A Rocket Lab Electron booster carrying two commercial satellites failed to reach orbit Saturday (May 15) after suffering an anomaly just minutes after liftoff.
The launch failure occurred less than three minutes after a launch from Rocket Lab’s Launch Complex 1 on New Zealand’s Mahia Peninsula, and just after the Electron’s two stages separated. Two Earth-observing satellites for the company BlackSky, their flight arranged by the firm Spaceflight, were lost.
“An issue was experienced during today’s launch, resulting in the loss of the mission. We are deeply sorry to our launch customers BlackSky and Spaceflight,” Rocket Lab wrote in a statement on Twitter after the failure. “The issue occurred shortly after stage two ignition.”
Related: Rocket Lab and its Electron booster (photos)
A camera mounted on the Electron’s upper stage showed stage separation 2 minutes and 35 seconds into the flight, followed by what appeared to be a brief ignition and a sharp sideways motion before shutting down. Rocket Lab confirmed a loss of telemetry from the rocket four minutes after liftoff.
Saturday’s launch failure follows a failed launch in July 2020, which the company traced to a single faulty electrical connection. Rocket Lab’s first Electron launch in 2017 failed to reach orbit due to a telemetry issue. Aside from those flights, Rocket Lab has seen 18 successful launches.
Rocket Lab launched the 58-foot-tall (18 meters) Electron booster at 7:11 a.m. EDT (1111 GMT) after just over an hour of delays due to high upper level winds. The mission was the company’s 20th flight and nicknamed “Running Out Of Toes” to mark the milestone.

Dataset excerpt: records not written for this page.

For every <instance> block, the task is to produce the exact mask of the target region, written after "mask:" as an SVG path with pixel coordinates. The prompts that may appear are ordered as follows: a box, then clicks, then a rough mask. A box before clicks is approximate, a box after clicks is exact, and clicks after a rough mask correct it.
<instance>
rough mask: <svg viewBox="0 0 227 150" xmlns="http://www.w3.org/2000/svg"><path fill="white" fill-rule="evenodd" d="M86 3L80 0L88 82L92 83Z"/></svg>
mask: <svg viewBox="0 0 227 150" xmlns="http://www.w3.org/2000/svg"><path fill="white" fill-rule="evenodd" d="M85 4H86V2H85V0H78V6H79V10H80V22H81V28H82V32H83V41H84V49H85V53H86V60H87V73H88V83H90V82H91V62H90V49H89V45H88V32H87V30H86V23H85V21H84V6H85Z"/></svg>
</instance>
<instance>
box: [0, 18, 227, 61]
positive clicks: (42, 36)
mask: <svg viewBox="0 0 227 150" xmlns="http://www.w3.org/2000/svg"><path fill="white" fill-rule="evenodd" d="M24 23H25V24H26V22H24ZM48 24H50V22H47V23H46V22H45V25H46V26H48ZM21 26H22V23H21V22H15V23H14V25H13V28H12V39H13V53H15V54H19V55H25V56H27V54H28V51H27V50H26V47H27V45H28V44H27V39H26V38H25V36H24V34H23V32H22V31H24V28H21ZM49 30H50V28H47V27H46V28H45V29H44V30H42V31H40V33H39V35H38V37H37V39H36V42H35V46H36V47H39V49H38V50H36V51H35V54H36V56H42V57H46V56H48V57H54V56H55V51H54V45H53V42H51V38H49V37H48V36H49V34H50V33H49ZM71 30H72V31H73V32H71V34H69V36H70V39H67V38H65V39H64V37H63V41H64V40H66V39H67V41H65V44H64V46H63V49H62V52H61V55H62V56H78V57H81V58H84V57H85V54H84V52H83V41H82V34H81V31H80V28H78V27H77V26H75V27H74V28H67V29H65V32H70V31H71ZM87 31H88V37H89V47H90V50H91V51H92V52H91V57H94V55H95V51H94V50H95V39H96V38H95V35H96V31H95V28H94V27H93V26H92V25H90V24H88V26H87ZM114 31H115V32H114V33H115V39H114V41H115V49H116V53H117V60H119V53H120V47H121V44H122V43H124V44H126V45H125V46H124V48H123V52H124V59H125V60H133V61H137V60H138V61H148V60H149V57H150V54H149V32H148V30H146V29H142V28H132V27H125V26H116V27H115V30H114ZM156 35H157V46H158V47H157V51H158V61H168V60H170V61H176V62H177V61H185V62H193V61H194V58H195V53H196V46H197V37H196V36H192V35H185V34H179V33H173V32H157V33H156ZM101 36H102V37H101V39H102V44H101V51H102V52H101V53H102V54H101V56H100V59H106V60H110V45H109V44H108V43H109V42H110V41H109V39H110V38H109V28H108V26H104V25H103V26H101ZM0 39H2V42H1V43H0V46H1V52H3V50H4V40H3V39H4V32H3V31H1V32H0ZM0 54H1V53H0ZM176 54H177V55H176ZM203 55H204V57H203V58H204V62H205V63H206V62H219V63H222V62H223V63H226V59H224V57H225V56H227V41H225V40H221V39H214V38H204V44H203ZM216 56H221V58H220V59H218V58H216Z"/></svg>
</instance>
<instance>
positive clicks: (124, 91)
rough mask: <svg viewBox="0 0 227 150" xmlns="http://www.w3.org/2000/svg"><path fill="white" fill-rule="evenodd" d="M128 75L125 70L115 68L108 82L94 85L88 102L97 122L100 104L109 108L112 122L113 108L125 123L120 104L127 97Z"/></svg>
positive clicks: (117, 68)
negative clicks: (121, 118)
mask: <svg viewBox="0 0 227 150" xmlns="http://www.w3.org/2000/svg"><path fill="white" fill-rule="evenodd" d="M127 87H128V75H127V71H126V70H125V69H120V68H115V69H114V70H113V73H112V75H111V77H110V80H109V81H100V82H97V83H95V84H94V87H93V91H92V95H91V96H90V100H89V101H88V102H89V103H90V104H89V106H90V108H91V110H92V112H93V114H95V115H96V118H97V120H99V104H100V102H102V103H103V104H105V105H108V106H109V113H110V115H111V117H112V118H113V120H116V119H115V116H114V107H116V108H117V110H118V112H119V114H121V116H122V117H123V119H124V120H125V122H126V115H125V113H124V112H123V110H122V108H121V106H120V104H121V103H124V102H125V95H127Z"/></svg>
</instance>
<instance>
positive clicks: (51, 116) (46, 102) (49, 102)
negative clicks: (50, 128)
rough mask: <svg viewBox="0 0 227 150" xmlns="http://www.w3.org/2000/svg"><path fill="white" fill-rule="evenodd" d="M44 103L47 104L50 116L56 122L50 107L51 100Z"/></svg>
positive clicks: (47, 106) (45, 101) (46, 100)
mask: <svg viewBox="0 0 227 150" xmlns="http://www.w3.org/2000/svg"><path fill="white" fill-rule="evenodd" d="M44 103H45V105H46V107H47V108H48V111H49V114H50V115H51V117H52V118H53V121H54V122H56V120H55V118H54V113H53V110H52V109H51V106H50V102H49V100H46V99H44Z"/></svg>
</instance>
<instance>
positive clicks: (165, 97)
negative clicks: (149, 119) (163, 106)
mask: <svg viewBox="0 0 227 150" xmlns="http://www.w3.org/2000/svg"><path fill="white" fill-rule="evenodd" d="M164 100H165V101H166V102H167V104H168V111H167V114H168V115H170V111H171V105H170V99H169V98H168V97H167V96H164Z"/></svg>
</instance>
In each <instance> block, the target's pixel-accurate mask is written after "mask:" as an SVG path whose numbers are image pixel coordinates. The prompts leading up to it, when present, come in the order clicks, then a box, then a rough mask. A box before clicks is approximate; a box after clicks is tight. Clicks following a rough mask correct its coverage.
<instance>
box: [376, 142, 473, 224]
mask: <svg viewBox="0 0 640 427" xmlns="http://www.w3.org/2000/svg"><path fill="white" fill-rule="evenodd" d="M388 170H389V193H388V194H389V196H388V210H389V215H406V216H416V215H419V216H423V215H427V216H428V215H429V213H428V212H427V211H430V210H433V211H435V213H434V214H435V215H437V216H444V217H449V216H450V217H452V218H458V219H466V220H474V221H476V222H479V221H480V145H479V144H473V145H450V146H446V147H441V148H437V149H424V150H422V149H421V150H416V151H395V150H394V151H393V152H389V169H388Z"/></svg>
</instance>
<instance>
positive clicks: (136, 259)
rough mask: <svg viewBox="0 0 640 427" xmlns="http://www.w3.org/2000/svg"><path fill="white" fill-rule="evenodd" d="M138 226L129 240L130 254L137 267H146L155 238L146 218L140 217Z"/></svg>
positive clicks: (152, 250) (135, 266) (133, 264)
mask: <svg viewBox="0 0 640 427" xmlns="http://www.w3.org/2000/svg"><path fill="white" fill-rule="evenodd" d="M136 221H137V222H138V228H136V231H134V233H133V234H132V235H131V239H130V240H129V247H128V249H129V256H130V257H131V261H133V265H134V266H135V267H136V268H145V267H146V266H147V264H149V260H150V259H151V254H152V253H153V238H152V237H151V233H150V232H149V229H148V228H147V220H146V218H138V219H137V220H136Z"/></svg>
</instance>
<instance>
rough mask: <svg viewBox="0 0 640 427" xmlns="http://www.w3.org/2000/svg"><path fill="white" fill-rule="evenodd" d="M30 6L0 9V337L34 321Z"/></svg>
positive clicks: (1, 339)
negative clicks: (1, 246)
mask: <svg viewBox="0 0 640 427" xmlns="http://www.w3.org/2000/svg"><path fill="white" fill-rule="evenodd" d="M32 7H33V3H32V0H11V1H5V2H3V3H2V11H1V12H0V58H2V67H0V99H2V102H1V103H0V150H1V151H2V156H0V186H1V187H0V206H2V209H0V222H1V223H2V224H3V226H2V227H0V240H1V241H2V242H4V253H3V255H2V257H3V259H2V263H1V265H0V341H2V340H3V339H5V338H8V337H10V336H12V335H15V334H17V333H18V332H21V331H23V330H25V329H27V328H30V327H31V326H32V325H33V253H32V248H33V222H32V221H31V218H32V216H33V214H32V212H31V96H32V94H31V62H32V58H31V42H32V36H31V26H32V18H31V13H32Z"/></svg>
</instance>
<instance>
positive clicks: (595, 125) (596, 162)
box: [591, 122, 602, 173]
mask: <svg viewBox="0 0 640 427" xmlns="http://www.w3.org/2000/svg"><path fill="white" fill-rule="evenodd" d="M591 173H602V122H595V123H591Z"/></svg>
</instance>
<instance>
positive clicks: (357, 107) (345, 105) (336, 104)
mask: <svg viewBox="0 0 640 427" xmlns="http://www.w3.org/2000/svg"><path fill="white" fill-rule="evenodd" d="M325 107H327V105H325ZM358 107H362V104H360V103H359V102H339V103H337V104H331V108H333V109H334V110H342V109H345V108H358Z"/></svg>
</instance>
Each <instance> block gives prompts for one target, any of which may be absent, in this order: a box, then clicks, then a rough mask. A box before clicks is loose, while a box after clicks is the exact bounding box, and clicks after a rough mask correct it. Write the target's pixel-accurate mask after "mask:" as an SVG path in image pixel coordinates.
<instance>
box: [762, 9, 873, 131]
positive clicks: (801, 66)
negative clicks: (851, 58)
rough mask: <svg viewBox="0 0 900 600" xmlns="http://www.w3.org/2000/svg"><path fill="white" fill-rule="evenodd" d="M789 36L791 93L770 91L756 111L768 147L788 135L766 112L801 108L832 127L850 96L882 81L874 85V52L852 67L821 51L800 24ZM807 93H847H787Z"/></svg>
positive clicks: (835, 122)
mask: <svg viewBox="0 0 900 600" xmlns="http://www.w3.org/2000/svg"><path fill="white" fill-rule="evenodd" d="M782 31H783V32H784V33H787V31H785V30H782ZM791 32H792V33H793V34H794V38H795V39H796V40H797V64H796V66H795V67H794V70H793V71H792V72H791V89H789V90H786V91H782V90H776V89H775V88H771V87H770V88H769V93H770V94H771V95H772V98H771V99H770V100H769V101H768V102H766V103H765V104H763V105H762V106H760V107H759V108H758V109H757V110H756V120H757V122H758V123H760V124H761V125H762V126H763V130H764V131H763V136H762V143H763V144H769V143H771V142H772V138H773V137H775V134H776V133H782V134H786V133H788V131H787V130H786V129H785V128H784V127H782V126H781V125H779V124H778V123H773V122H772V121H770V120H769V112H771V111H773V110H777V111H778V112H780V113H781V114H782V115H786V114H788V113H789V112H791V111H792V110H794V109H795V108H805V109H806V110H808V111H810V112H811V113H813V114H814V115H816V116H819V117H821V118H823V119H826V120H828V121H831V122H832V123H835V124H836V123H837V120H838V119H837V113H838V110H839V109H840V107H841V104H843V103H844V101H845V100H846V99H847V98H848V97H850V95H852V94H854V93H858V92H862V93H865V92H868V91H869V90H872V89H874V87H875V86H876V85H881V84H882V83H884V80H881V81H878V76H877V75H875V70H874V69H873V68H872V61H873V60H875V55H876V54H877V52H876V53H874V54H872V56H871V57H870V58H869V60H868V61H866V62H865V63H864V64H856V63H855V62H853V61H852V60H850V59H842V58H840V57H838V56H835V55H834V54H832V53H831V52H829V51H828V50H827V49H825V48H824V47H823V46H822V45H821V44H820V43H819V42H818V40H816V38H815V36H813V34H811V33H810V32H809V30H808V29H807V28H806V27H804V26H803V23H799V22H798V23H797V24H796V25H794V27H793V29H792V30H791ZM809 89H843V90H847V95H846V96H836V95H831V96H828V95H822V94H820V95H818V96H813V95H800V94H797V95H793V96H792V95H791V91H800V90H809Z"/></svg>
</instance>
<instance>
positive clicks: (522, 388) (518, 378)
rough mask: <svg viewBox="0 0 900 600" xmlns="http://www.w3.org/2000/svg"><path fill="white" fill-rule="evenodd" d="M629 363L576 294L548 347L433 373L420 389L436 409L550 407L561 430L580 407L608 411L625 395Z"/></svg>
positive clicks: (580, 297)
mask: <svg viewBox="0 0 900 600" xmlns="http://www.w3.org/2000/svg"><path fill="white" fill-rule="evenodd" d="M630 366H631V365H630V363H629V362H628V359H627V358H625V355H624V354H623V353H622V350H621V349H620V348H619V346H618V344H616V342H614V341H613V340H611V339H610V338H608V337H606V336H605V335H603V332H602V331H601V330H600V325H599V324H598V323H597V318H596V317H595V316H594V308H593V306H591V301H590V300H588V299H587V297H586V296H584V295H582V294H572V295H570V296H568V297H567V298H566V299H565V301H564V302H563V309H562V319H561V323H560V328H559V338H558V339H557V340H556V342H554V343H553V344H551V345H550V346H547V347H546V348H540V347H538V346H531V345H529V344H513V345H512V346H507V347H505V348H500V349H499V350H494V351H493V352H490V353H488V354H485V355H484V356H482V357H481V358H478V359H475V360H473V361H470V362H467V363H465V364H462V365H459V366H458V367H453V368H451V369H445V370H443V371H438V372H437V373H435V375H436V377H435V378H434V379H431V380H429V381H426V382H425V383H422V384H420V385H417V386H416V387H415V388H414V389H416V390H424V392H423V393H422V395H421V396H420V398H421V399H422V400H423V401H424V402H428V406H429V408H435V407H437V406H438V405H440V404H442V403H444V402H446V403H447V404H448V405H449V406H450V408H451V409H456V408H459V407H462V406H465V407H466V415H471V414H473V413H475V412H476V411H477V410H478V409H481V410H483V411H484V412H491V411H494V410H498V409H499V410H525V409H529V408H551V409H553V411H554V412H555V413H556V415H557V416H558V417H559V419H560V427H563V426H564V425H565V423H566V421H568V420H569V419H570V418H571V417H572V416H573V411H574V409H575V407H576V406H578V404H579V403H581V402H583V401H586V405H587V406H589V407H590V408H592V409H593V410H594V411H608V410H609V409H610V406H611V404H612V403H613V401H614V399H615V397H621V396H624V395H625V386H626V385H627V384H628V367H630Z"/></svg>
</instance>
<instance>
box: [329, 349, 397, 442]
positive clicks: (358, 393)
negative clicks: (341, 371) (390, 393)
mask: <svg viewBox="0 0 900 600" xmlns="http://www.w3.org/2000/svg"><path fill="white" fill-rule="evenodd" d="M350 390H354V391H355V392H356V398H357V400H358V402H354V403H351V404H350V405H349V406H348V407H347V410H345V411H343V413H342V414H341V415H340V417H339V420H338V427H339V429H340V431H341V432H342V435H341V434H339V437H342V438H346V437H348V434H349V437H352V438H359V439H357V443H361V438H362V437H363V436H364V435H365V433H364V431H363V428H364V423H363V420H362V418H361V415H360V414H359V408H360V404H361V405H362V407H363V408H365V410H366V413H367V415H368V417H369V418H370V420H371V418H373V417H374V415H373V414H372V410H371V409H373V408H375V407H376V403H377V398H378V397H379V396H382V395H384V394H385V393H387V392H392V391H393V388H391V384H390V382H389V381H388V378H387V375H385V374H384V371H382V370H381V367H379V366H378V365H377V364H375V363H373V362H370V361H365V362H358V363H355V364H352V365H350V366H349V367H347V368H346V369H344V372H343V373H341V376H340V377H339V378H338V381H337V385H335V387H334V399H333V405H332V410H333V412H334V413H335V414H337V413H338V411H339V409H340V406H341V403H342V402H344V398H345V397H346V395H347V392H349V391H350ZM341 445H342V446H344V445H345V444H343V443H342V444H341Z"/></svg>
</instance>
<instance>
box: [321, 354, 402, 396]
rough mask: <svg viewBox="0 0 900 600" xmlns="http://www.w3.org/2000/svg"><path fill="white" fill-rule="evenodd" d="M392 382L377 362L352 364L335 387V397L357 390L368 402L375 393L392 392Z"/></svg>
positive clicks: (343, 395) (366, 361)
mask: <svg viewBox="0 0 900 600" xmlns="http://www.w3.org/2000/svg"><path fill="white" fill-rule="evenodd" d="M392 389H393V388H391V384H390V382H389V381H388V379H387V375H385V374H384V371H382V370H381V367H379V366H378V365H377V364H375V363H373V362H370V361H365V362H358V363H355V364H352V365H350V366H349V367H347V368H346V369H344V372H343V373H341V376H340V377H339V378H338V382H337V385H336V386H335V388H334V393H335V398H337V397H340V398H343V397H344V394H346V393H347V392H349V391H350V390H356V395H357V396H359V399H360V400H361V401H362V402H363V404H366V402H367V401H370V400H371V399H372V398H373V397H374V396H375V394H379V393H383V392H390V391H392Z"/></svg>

The first stage of the Electron did manage to parachute back to Earth after separating from the upper stage and splash down softly in the Pacific Ocean as part of Rocket Lab’s reusability program, company representatives said in a statement today. A previous Electron made a similar splashdown in November 2020.
The company is testing technology to guide Electron boosters back to Earth in order to ultimately catch them in mid-air by snagging their parachutes with a helicopter. The goal: reuse the boosters and their engines to lower the cost of spaceflight.
This story was updated at 11:45 a.m. ET on May 15 with news of the first-stage booster splashdown.